Die Theologin Dr. Magdalene Frettlöh trägt „Theologische Aspekte der Gewalt gegen Frauen“, die aufrühren. Sie spricht über die Vergewaltigung der Königstochter Tamar und die Verschleierung dieser Gewalttat durch ihren Vater David (2. Sam 13) - ein bis heute hochaktuelles Thema. Anschließend informiert Regina Reinalda von der Mitternachtsmission Dortmund im Workshop „Frauenhandel“ über das Ausmaß des Frauenhandels in Deutschland, speziell in Ostwestfalen. Deutschland ist nicht nur Transitland für den Handel mit Frauen von Ost nach West, sondern vor allem Endstation für viele der ausgebeuteten Frauen. Nicht nur in großen Städten mit ihren Rotlichtvierteln gibt es Menschenhandel und Zwangsprostitution. Tatort ist sehr oft auch der ländliche Raum. Ostwestfalen, verkehrgünstig an der A 2 als Ost-West-Achse gelegen, ist zum Umschlagplatz der „Ware“ (so der Jargon der Menschenhändler) geworden. Viele der Frauen landen in Wohnungen oder kleinen Bars rechts und links der A 2.
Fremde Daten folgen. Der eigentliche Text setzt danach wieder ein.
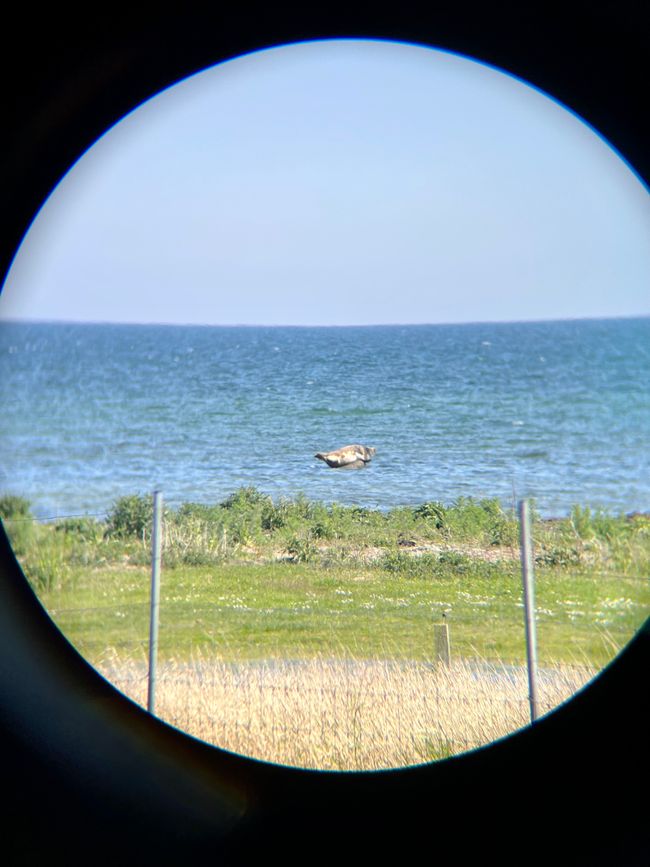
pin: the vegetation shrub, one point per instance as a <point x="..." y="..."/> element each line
<point x="13" y="507"/>
<point x="432" y="512"/>
<point x="86" y="529"/>
<point x="130" y="516"/>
Menschenhandel ist Frauenhandel - das ist auch in Ostwestfalen traurige Realität. Mit Menschenhandel wird laut Hochrechnungen mehr Geld verdient als mit Autoschiebereien. 90% aller Opfer von Menschenhandel sind Frauen und Kinder. Schlechte Zukunftsperspektiven, hohe Arbeitslosigkeit und wachsende Armut in Ost- und Mitteleuropa tragen dazu bei, dass Frauen in den „Goldenen Westen“ migrieren wollen. Schleppern fällt es leicht, Frauen mit falschen Versprechungen nach Deutschland zu locken. Sehr viele geraten in Abhängigkeit von den Zuhältern und werden zur Prostitution gezwungen. Ein Entkommen ist aus vielerlei Gründen kaum möglich.
Auch im Kreis Herford, der sich an diesem Dekadesonntag idyllisch und harmlos im Herbstsonnenschein zeigt, wird vielen Frauen und Mädchen die Menschenwürde genommen, indem sie verschleppt, sexuell ausgebeutet und wie Sklavinnen vermarktet werden. Viele der Opfer sind minderjährig - was durch Passfälschungen oft unsichtbar gemacht wird.
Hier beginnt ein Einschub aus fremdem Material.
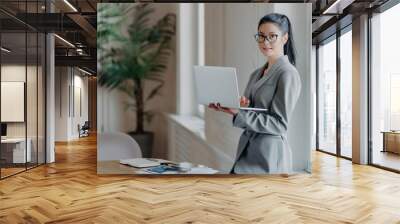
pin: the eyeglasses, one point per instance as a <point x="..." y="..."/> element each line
<point x="271" y="38"/>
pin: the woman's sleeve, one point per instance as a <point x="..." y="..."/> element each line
<point x="275" y="121"/>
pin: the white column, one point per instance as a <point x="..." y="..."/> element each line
<point x="360" y="90"/>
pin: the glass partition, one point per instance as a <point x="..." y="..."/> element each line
<point x="22" y="88"/>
Erstaunt und erschrocken nehmen die Anwesenden (20 Frauen und ein Mann) wahr, dass diese Verbrechen direkt vor ihrer Haustür geschehen. Ich gehöre dazu. Am Ende des Workshops melde ich mich zu Wort: „Es kann doch nicht sein, dass wir jetzt alle betroffen sind und gleich auseinandergehen, ohne dass es Folgen hat.
Was können wir tun?“ Der Impuls wirkt. Wir bilden eine Arbeitsgruppe mit dem Ziel, in unserer Region eine Beratungsstelle für von Zwangsprostitution betroffene Frauen einzurichten. Monika Budde, die Gleichstellungsbeauftragte der Kreises Herford, und Mitarbeiterinnen der Frauenreferate der Kirchenkreise Minden, Lübbecke und Herford sowie die Evangelischen Frauenhilfe in Herford beteiligen sich. Wir beginnen.

9 Monate später
Unsere Arbeit ist erfolgreich. „Nadeschda - Frauenberatungsstelle für Opfer von Menschenhandel“ kann ihre segensreiche und oft mühsame Arbeit beginnen. Der Name „Nadeschda“ kommt aus dem Russischen und heißt „Hoffnung“. Nadeschda ist zuständig für den Großraum Ostwestfalen. Trägerin ist die Evangelische Frauenhilfe in Westfalen e. V.
Das Bundes-Frauen-Ministerim und später auch das  Land NRW sagten finanzielle Unterstützung zu. Räume in Herford werden angemietet. Engagierte Sozialarbeiterinnen werden eingestellt, darunter Frauen, die eine osteuropäische Sprache beherrschten. Sie betreuen die Opfer, die in Deutschland zur Prostitution gezwungen werden. Fast alle kommen aus dem Osten Europas.
Sie beraten sie, bringen sie anonym unter, vermitteln psychologische und ärztliche Betreuung und begleiten sie bei Prozessen gegen die Menschenhändler und Vergewaltiger. Denn etliche der betroffenen Frauen sagen vor Gericht gegen ihre Peiniger aus - eine quälende Prozedur für diese traumatisierten Frauen.
Von Anfang an versuchen wir ehrenamtlichen Frauen, die Arbeit von Nadeschda zu begleiten und zu unterstützen. Zunächst beschränkt es sich darauf, Kleidung und Haushaltsgegenstände für die befreiten Frauen zu sammeln und die Öffentlichkeit durch Vorträge zu informieren und um Spenden zu bitten.
So nötig dieses ist, es reicht uns nicht. Wir sehen die Not der Frauen, wenn sie vor Gericht geladen werden, um als Opferzeuginnen auszusagen, und handeln.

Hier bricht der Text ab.